You illustrate my point beautifully. The debate should center on the appropriateness of the target (Hiroshima, Dresden, etc.) - not the weapon. I think that Hiroshima was a valid target. That being the case, I can't think of a more effective weapon than a nuke. If you don't think that Hiroshima was a valid target, then we can debate it, but it has nothing to do with the fact that we dropped Little Boy on it.

Posted by Owen at January 5, 2004 09:06 AM

Using Owen here as a foil to set-up my conclusion... The target set is shaped by the constraints of strategic war aims, effects you want to achieve, the means by which you have to achieve them, and the need to minimize the misery in the grand scheme of things - which may mean hugely concentrating the misery at the moment... if the strategic situation will allow. It is in the strategic war aims that the moral dimensions are accounted for - as they drive the rules of engagement. Victor Davis Hanson (and others) intimated that the current unpleasantness in Iraq is precisely because we didn't inflict enough pain on the Iraqi military and government. As this plays out, they may in the end be correct. But the jury is still out on that.

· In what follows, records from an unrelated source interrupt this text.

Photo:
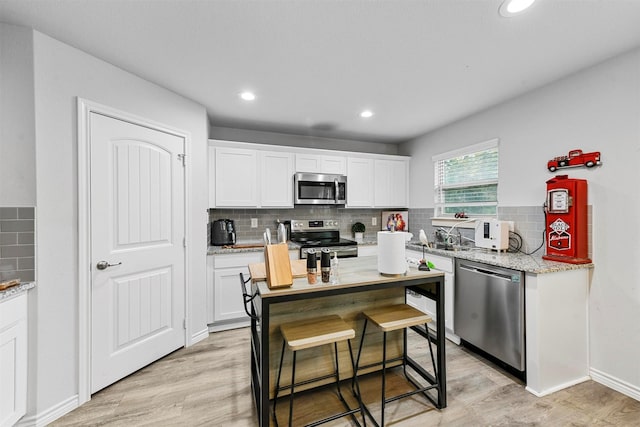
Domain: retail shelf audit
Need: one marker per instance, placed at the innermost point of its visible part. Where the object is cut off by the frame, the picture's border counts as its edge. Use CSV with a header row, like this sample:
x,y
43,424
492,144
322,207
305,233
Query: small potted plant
x,y
358,231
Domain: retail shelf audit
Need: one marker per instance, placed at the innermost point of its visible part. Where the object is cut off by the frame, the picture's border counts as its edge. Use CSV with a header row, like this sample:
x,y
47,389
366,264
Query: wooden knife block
x,y
278,266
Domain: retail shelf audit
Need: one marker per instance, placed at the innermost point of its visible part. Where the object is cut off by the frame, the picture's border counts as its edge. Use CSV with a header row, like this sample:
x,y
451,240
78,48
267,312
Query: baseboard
x,y
219,327
557,387
199,336
50,415
616,384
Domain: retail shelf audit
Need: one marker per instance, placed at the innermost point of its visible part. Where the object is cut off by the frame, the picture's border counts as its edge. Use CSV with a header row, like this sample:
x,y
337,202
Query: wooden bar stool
x,y
311,333
392,318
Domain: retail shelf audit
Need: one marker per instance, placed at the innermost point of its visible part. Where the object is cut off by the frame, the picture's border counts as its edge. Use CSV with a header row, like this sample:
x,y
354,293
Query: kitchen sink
x,y
453,248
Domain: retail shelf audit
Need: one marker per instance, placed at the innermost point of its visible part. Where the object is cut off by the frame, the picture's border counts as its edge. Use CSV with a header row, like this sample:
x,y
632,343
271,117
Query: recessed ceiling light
x,y
248,96
510,8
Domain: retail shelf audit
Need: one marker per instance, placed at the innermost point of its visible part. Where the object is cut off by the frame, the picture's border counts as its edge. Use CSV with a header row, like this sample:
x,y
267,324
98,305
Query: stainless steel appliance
x,y
319,189
223,232
319,234
489,310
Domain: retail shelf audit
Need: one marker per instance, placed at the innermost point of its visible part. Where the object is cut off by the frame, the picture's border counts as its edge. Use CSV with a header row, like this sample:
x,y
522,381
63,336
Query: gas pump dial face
x,y
559,201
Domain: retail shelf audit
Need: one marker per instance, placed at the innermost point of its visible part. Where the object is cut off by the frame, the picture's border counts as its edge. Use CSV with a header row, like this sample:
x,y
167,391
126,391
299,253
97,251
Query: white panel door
x,y
137,226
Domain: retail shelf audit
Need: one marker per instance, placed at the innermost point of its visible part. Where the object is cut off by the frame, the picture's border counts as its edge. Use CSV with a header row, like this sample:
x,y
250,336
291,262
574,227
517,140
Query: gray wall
x,y
597,109
17,127
307,141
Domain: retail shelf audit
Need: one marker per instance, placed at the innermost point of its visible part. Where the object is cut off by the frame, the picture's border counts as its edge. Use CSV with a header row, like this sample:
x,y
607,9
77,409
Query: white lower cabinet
x,y
13,359
225,303
446,265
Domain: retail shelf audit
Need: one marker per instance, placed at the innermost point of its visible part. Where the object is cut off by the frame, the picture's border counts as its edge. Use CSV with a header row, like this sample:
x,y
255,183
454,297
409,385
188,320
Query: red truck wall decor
x,y
573,159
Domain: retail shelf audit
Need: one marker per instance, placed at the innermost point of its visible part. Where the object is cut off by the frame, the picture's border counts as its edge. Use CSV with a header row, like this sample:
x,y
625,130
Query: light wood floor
x,y
208,385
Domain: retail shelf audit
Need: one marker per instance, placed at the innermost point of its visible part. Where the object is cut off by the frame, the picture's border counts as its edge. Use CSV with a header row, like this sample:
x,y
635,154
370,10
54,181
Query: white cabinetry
x,y
13,359
225,304
261,176
391,183
359,182
446,265
235,177
245,177
321,163
276,179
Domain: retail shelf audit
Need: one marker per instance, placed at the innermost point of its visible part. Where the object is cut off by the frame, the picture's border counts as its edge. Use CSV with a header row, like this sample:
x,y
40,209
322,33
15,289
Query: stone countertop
x,y
16,290
353,273
219,250
516,261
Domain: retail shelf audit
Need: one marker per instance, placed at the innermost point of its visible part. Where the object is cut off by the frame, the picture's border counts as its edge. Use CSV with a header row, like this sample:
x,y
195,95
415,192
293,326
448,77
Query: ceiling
x,y
314,65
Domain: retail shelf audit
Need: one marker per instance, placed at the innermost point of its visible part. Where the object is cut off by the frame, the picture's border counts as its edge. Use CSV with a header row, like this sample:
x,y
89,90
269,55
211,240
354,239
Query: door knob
x,y
103,265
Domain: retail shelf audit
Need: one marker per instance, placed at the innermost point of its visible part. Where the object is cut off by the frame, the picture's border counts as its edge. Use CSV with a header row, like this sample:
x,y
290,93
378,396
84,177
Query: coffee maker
x,y
223,232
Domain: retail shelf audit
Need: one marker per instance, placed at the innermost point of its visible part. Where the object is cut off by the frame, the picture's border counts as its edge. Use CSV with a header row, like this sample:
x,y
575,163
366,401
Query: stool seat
x,y
391,318
314,332
394,317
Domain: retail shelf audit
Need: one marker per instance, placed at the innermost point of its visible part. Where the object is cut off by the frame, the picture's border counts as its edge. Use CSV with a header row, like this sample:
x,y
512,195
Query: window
x,y
466,181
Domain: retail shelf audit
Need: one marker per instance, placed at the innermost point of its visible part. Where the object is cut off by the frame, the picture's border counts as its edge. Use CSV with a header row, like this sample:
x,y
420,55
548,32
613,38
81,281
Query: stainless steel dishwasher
x,y
489,310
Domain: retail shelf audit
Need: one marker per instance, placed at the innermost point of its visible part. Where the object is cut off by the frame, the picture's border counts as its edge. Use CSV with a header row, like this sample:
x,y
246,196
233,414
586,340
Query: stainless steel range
x,y
319,234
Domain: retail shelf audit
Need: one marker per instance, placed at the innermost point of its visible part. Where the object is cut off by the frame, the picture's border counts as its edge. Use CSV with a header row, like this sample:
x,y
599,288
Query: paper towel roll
x,y
391,252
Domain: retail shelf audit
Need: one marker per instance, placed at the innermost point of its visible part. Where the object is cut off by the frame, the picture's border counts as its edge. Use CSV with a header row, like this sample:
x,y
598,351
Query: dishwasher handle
x,y
487,272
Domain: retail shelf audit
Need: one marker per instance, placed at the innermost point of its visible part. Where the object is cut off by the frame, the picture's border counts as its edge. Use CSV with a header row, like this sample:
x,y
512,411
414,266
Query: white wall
x,y
17,135
596,110
63,73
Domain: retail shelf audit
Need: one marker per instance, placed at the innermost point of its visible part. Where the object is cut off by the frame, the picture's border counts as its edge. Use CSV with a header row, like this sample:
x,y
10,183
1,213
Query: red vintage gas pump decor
x,y
566,229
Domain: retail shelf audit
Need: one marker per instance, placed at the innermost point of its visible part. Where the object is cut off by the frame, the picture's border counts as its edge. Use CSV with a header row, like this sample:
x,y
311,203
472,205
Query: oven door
x,y
342,251
319,189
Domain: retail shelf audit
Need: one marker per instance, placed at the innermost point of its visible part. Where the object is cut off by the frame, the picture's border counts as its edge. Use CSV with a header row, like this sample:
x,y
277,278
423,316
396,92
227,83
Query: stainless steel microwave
x,y
319,189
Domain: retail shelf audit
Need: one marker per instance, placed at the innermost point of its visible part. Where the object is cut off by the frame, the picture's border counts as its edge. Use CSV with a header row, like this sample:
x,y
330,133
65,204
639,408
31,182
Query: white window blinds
x,y
467,180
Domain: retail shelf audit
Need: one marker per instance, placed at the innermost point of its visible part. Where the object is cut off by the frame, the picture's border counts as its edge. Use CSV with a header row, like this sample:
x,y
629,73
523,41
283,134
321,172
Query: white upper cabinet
x,y
261,176
391,183
235,171
276,179
359,182
321,163
246,177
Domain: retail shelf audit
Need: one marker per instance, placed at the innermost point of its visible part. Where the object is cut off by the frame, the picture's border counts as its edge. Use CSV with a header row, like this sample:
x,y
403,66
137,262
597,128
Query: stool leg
x,y
357,385
335,352
433,361
293,382
275,397
384,374
355,370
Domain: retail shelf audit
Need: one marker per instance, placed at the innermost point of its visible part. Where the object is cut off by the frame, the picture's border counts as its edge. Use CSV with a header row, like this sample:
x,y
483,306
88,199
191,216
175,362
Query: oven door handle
x,y
346,250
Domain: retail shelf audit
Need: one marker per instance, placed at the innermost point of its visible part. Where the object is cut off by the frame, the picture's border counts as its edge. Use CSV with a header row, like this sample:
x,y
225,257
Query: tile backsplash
x,y
269,218
17,243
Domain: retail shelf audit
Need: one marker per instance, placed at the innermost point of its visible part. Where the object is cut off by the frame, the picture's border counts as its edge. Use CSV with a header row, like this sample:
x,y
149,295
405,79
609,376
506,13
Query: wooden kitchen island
x,y
360,287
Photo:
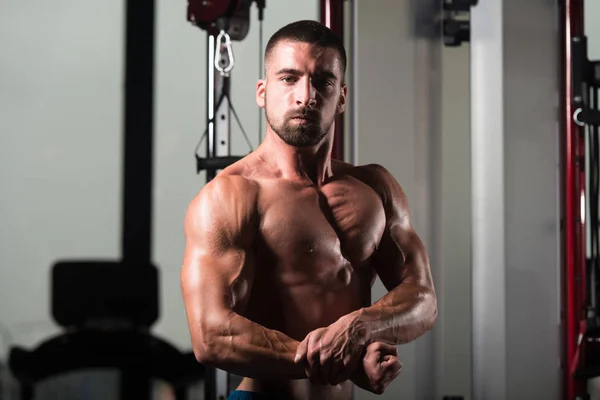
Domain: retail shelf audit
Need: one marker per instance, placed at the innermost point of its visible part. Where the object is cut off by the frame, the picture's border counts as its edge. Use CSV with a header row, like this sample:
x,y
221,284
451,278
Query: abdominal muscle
x,y
296,310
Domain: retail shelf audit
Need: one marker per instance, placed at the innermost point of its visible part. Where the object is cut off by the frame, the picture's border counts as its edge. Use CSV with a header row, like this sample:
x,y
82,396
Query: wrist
x,y
360,329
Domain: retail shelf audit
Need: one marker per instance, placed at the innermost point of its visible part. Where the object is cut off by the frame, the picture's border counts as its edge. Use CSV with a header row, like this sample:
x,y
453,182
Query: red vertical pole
x,y
332,15
573,200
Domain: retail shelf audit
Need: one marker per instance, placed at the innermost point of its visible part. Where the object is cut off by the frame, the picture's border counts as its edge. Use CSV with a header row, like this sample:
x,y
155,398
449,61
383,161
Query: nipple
x,y
344,275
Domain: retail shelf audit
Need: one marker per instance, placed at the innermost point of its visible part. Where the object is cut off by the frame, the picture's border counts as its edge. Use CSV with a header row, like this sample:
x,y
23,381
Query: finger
x,y
393,366
335,373
301,350
388,349
313,374
325,364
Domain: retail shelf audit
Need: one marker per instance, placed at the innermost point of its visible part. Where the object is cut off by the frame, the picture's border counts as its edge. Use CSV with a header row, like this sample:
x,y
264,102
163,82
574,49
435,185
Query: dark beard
x,y
307,135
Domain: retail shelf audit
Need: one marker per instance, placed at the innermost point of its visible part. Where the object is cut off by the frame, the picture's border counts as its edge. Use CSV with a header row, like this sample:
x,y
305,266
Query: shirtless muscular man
x,y
282,247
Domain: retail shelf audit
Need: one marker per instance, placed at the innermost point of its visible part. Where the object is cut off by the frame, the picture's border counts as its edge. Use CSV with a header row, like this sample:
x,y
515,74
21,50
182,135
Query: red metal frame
x,y
332,15
574,192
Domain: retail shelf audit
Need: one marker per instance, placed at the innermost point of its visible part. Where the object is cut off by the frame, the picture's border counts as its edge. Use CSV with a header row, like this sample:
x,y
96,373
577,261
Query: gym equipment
x,y
224,22
456,21
584,316
108,307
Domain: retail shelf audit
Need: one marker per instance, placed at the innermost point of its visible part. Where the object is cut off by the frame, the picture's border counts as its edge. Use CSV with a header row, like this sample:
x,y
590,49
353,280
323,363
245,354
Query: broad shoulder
x,y
228,200
373,175
384,184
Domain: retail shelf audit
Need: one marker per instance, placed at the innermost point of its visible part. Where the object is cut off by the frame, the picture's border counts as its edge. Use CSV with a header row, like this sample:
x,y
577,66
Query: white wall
x,y
516,236
60,115
60,148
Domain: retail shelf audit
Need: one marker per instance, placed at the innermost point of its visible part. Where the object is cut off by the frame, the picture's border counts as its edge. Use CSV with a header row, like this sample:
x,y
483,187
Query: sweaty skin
x,y
282,249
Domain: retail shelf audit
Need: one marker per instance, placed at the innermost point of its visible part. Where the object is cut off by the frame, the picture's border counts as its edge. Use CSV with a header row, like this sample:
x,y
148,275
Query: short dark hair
x,y
308,31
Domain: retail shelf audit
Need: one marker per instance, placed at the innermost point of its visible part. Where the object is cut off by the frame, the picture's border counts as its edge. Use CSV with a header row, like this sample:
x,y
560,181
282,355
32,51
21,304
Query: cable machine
x,y
581,185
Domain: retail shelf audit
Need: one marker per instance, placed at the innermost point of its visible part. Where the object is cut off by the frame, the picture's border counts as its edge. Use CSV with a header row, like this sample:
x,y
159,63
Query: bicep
x,y
402,258
217,264
209,279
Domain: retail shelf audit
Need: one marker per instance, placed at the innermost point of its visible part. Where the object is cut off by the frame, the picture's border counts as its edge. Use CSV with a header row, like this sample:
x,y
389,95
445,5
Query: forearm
x,y
402,315
248,349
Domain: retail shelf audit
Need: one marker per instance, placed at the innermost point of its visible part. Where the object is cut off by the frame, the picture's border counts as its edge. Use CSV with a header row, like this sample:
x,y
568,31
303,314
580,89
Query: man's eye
x,y
319,82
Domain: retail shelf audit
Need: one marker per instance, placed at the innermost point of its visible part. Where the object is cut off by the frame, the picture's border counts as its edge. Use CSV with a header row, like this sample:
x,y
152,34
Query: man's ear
x,y
260,92
342,103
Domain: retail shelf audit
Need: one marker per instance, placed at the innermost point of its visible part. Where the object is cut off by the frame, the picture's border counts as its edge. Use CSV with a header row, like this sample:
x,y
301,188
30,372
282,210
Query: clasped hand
x,y
344,351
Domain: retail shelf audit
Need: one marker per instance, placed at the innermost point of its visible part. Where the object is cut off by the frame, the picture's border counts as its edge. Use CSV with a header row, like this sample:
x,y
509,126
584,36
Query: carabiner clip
x,y
219,52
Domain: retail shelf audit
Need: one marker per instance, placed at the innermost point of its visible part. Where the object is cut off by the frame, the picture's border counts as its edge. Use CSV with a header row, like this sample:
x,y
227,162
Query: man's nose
x,y
306,94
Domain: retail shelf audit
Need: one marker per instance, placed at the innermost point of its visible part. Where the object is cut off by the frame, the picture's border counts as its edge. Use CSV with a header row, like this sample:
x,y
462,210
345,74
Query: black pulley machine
x,y
224,22
107,307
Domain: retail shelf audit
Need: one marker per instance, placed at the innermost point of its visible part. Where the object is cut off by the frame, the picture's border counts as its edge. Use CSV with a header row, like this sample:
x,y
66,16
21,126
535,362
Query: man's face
x,y
302,93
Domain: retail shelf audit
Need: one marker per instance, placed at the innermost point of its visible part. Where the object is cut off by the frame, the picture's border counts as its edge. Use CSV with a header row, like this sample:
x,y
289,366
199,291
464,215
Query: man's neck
x,y
312,163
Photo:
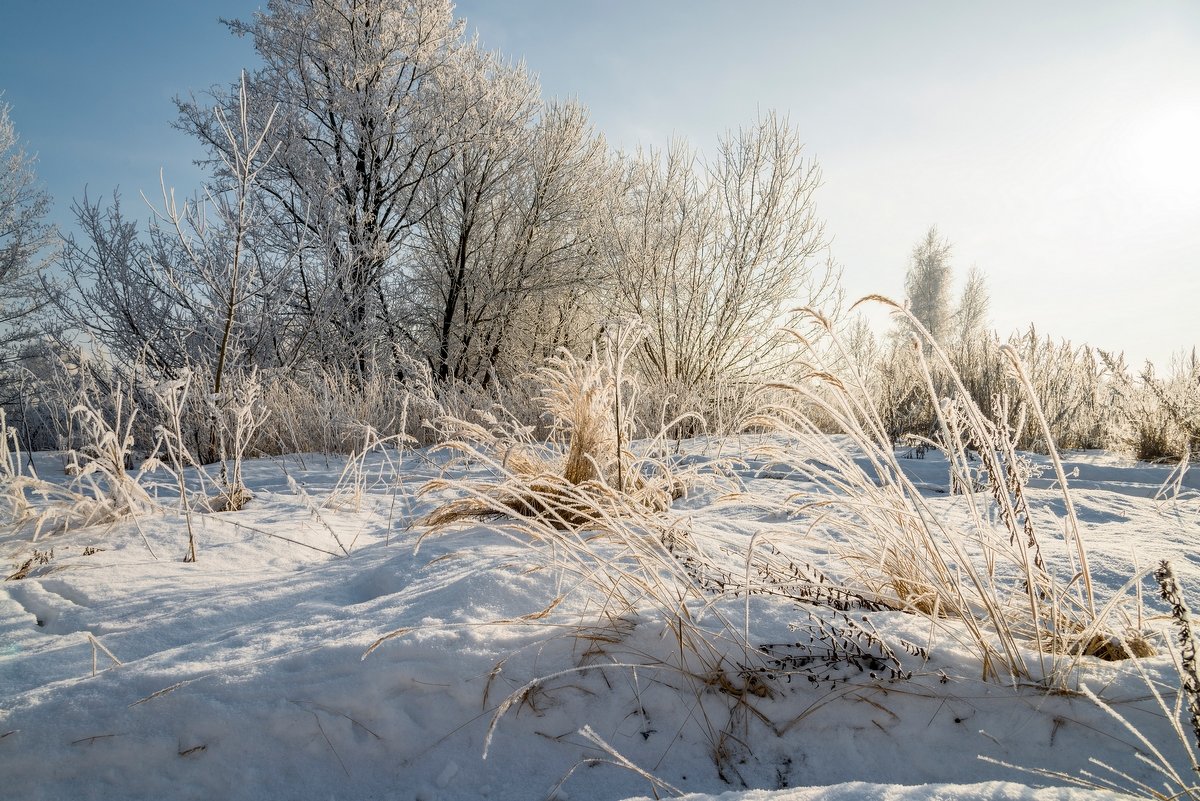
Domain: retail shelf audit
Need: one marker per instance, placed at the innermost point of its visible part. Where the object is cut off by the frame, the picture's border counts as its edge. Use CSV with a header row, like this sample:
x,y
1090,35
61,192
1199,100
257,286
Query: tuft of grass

However, until you are in a war for ultimate survival (as the Ba'athists are) every decision you make today is tempered by the requirement to use as little force as absolutely required to achieve your effect. Please don't hand me any bullshit about "There aren't any rules these days". You can only say that with a straight face because you haven't lived through the days our parents and grandparents lived through - and I doubt that you serve in a planning capacity in the Armed Forces today, either. I certainly hope not - because we sure didn't get through to you in your acculturation process!